For McLeroy, separation of church and state is a myth perpetrated by secular liberals. “There are two basic facts about man,” he said. “He was created in the image of God, and he is fallen. You can’t appreciate the founding of our country without realizing that the founders understood that. For our kids to not know our history, that could kill a society. That’s why to me this is a huge thing.”

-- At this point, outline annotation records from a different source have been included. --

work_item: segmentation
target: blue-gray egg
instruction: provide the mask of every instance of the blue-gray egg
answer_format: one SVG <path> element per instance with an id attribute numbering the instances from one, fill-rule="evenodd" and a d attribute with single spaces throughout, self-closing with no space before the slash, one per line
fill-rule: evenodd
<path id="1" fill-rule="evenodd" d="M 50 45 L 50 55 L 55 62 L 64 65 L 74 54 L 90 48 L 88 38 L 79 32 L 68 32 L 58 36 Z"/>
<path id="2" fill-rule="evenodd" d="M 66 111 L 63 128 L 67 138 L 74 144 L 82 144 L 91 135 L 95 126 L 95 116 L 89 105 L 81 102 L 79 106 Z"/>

The article is worth reading, for it gives you a flavor of the controversy, what the arguments are, and who is on each side. I was surprised to learn, for example, that theologian Martin Marty, a world-famous scholar here at The University of Chicago, seems to be sympathetic to the Texas school board, at least about increasing emphasis on the importance of religion in the founding of our country.  But the article is also curiously inconclusive: it doesn’t have a point of view, but takes the “objective” journalistic stance of merely laying out who said what.  That’s fine for a news piece, but I’d expect more analysis, and perhaps a viewpoint, in the Sunday magazine.

One thing that the article should have mentioned, but doesn’t, is that the controversy about whether the US was founded as a Christian country has ramifications far beyond public-school education.  Certain members of the Supreme Court, notably Scalia and Thomas, are “originalists,” adhering to the judicial philosophy that the Constitution has a meaning that doesn’t change over time, but was fixed by the men who wrote it; and that the Court should make law based on the intent of those writers.  If conservatives start adhering to the view that the founders really wanted to create a Christian country (they support that idea with quotes, of course, but opponents have their own quotes), that opens the Court to all sorts of possibilities.  They could, for example, overturn precedent and allow the incursion of religion into the public sphere—say, prayer in schools.

Meanwhile, the loons in Texas are busy removing any approbation for liberals from the textbooks, and inserting ludicrous, pro-conservative views.  As TPM reported a month ago:

The conservative bloc on the Texas State Board of Education won a string of victories Friday, obtaining approval for an amendment requiring high school U.S. history students to know about Phyllis Schlafly and the Contract with America [the 1994 Republican document partly written by Newt Gingrich] as well as inserting a clause that aims to justify McCarthyism.

And from the Times article:

Finally, the board considered an amendment to require students to evaluate the contributions of significant Americans. The names proposed included Thurgood Marshall, Billy Graham, Newt Gingrich, William F. Buckley Jr., Hillary Rodham Clinton and Edward Kennedy. All passed muster except Kennedy, who was voted down.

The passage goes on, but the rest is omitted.